Republicans voted unanimously against the motion, defeating it by a vote of 176-249. Those would be the same Republicans who are constantly talking about the need to reduce the deficit. Evidently, what they mean by “reduce the deficit” is “reduce the deficit to the extent we can do so on the backs of middle-class taxpayers.”

And speaking of talks and walks, it will be interesting to see what Indiana Governor Mitch “Social Issues Truce” Daniels does when the anti-immigration bill hits his desk.

Daniels has certainly talked the talk of fiscal responsibility. Lately, in fact, he’s “talked the talk” incessantly, as he clearly is positioning himself to run for President. The Indiana business community, Indiana’s Mayors (with the curious exception of Greg Ballard), Indianapolis’ convention bureau and many others–including Mitch’s former employer, Eli Lilly & Company–have all argued that Senator Delph’s bill would hurt Indiana’s economy and intensify the state’s fiscal woes, and Daniels clearly knows that they are correct. In any sane world, the Governor would veto the bill. But in order to have a shot at the Republican nomination, he has to play to the prejudices of the far right zealots who have for all intents and purposes captured the party.

We know he can talk the talk.

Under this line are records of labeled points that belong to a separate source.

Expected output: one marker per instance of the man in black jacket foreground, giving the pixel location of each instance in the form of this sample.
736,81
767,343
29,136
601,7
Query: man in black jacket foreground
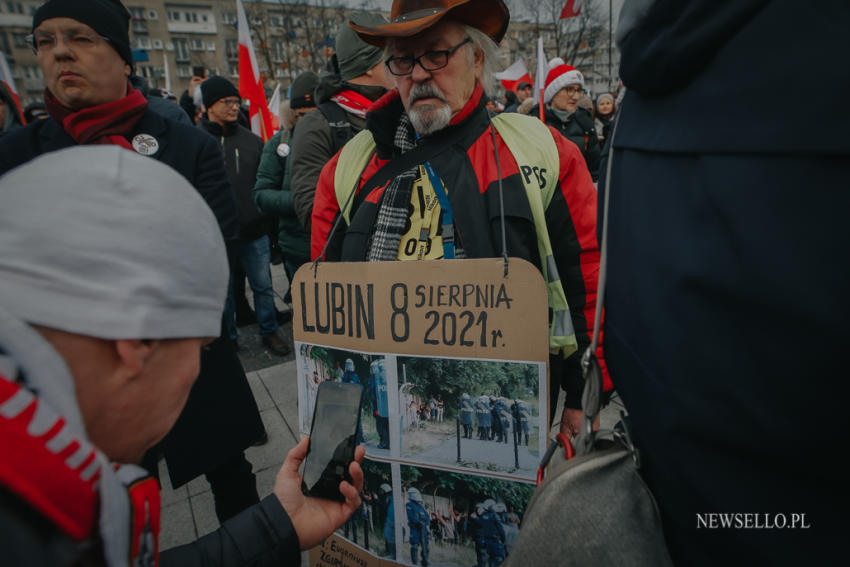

It will be interesting to see if he can also walk the walk.

Gasp–An Actual Exhibit of Political Courage!

We have all become used to elected officials who approach their duties with their fingers raised to test which way the wind is blowing, and their ears to the ground to see which way the crowd is going.  As one wag put it, it’s hard to look up to someone in that position. Once elected, all too many of them put being re-elected at the very top of their “to do” list, and conclude that laying low is the best way to accomplish that.

So it was both surprising and gratifying to see Marion County Prosecutor Terry Curry come out against Senator Delph’s ill-conceived and mean-spirited immigration bill.

Curry pointed out the bill’s legal flaws, including the fact that immigration is a responsibility of the federal government. But he went farther, describing the proposal as a waste of resources–not only because a legal challenge would be inevitable, but because the law would further erode the ability of local law-enforcement to focus on their primary duty to ensure public safety.

Curry is correct on all counts, of course. But more importantly, he was willing to speak out against a proposal that would marginalize some of our citizens in order to play to the prejudices and misconceptions of others.

A prosecutor who wants Indiana to respect the Constitution and the law and is willing to say so–how incredibly refreshing!